Jeffrey Ubben’s ValueAct Capital established two new positions in the third quarter. It bought nearly 7.6 million shares of Symantec, an antivirus software maker, and nearly 2.2 million shares of Expeditors International of Washington, a freight forwarding company with headquarters in Seattle.

Seth Klarman’s Baupost Group boosted its stock portfolio by 17 percent, to more than $4.1 billion at the end of March. Even so, equities account for just 15 percent or so of the $26.8 billion that the Boston firm managed overall at the beginning of this year. Its largest new position is roughly 6.6 million shares of Cheniere Energy, making it Baupost’s fourth largest U.S. equity position.


Richard Perry’s Perry Capital boosted its stake in Herbalife by 60 percent, to 4.8 million shares, making it the New York hedge fund manager’s fourth largest holding at the end of the first quarter.

Kenneth Griffin’s Citadel Advisors disclosed a 5 percent passive position in Hillshire Brands Company, the food company best known for brands such as Jimmy Dean, Ball Park and Sara Lee.

Daniel Gold’s QVT Financial disclosed it owns 5.35 percent of Ocera Therapeutics, a clinical stage biopharmaceutical company focused on the development of treatments for patients with acute and chronic liver disease. The filing indicates it is a passive investment.

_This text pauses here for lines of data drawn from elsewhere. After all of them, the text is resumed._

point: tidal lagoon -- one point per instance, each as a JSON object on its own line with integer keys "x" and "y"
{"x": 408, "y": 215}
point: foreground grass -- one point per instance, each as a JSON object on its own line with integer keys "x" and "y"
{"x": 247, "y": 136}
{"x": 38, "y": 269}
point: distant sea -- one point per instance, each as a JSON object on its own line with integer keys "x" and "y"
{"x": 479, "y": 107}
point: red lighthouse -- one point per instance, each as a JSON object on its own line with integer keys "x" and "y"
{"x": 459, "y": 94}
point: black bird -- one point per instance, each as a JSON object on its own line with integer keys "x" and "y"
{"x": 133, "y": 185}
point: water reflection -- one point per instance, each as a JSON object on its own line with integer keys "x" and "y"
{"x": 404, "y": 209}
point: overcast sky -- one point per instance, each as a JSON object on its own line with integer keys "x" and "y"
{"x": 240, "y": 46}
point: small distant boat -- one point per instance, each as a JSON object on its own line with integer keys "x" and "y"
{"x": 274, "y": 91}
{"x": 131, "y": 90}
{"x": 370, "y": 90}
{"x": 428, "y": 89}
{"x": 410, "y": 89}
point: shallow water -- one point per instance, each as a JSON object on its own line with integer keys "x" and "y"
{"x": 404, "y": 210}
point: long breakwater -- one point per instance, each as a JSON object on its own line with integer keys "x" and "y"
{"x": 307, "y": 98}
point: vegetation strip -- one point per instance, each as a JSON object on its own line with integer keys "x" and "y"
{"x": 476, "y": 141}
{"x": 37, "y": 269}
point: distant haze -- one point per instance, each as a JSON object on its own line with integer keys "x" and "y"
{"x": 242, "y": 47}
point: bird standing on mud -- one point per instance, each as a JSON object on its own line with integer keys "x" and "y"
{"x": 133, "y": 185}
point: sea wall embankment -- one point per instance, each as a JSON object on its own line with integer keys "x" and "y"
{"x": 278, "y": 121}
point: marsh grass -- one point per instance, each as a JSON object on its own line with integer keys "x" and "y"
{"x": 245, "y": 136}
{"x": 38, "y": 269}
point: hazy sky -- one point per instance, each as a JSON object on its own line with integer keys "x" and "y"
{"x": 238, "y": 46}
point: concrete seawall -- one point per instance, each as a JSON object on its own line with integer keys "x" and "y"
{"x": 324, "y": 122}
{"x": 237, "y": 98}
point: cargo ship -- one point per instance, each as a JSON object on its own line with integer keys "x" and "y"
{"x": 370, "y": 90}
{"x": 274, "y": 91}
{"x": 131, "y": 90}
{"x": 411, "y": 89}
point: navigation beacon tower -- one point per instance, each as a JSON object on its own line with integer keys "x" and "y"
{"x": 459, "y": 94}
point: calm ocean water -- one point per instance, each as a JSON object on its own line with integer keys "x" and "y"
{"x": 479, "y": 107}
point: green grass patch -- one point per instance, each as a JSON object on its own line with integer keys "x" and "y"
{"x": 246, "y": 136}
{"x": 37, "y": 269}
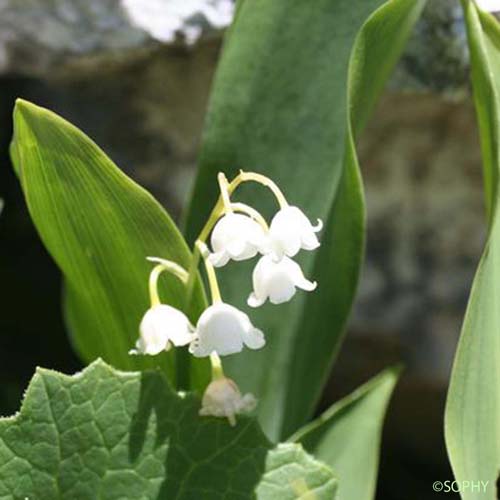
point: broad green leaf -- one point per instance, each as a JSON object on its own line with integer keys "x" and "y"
{"x": 287, "y": 78}
{"x": 99, "y": 226}
{"x": 472, "y": 420}
{"x": 347, "y": 436}
{"x": 113, "y": 435}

Starboard Value’s Jeffrey Smith fired off a letter to the board of directors of Darden Restaurants, criticizing statements that Matthew Stroud, Darden’s vice president of investor relations, made last week to a group of shareholders attending a lunch in New York City. Stroud told the shareholders that the company is on track to complete a sale or spin-off of Red Lobster in June or July. Smith reminded the board that on April 22, Starboard delivered written requests to Darden to call a special meeting of shareholders from holders of more than 55 percent of its outstanding shares. He also notes that on May 6, the independent inspector of elections, IVS Associates, issued its final, certified voting report confirming that Starboard delivered valid written requests to call the special meeting from holders of 57 percent of the shares. “Mr. Stroud also informed the group of shareholders that the company believes it can delay calling the special meeting as far as 60 days from the date of certification of the written requests, and that the company is not required to hold the special meeting thereafter for an additional 60 days,” Starboard states in the filing. “Mr. Stroud’s statement is inconsistent with Florida law, which clearly provides that the initial 60 days to call the special meeting starts when the written requests are delivered, not certified. Starboard is disturbed that Darden seems more intent on discussing how it can delay the special meeting rather than taking the steps required to hold the special meeting.”